The homeless just slept outside anywhere and for longer. Covered in piss, despair, and degradation.

Recession my arse, as a woman got lead story on RTE six o'clock news for buying a Stella McCartney dress for only fifteen hundred euros!

The New Year galloped toward us. Em hadn't returned nor phoned.

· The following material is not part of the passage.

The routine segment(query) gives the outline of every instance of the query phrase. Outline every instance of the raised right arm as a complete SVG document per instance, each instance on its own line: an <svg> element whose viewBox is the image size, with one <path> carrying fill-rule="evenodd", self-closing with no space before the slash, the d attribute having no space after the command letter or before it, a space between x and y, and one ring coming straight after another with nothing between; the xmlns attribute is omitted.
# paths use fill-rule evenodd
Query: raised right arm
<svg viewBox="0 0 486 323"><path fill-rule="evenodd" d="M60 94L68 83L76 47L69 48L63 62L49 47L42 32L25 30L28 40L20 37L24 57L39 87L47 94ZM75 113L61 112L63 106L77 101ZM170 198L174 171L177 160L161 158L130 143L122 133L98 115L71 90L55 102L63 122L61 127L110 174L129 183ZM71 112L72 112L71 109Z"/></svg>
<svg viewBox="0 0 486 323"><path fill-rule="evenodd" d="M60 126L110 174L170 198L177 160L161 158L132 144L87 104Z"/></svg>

Maybe she'd fucked off permanently.

Did I care?

Not a whole bunch.

I was too broken, heartsick over the needless waste of Boru's suicide. Was I to blame? I was certainly in the mix. A horrible irony wasn't lost on me that the coveted number one song was by a prison guard.

Hang your guilt on that.

Ken Dodd on the first

sign of aging—


When you wake up and find you've a bald-headed son.”

January 3, 2013.

My birthday.

Fuck

and

Fuck

Again.

I got over thirty cards. Yeah, right!

I dragged my aging body to the shower, avoided the mirror, not a mix. I was growing a beard. At that stage of weary wino, not to mention leery. I had a serious adrenalized coffee and an extra Xanax for the day that was in it.

My head was scrambled for a blitz night of TV.

A highly anticipated return of Benedict Cumberbatch as Sherlock Holmes on BBC. Then, mid-Jameson, I switched to Sky Living to catch Jonny Lee Miller as Sherlock. After midnight, on cable, I stumbled across . . . you guessed it . . . Sherlock with Robert Downey Jr. in the role. I fell into bed with Basil Rathbone striding through my dreams uttering,

“I'm the real deal.”

Come morning,

I dressed like a winner.

Sort of.

Old Garda sweatshirt under a weird fish comfortable wool shirt. Black 500s over Dr. Martens. Shucked into my all-weather item 1834, looked out the window, said,

“Bring it on.”

Guilt-free for once to hit Garavan's at opening time. Sean the barman said,

“Blian Nua go maith.”

Indeed.

Two drinks in, a guy took the stool beside me. I tried for his name,

“Tom?”

He nodded, ordered a large Paddy, no ice. Got my vote.

I knew his backstory. A rough one. His son had been killed by a nineteen-year-old drunk driver. Worse, if possible, the guy walked, on a technicality. Tom then had the horror of running into this pup fairly regularly. Galway is still a village in the worst way.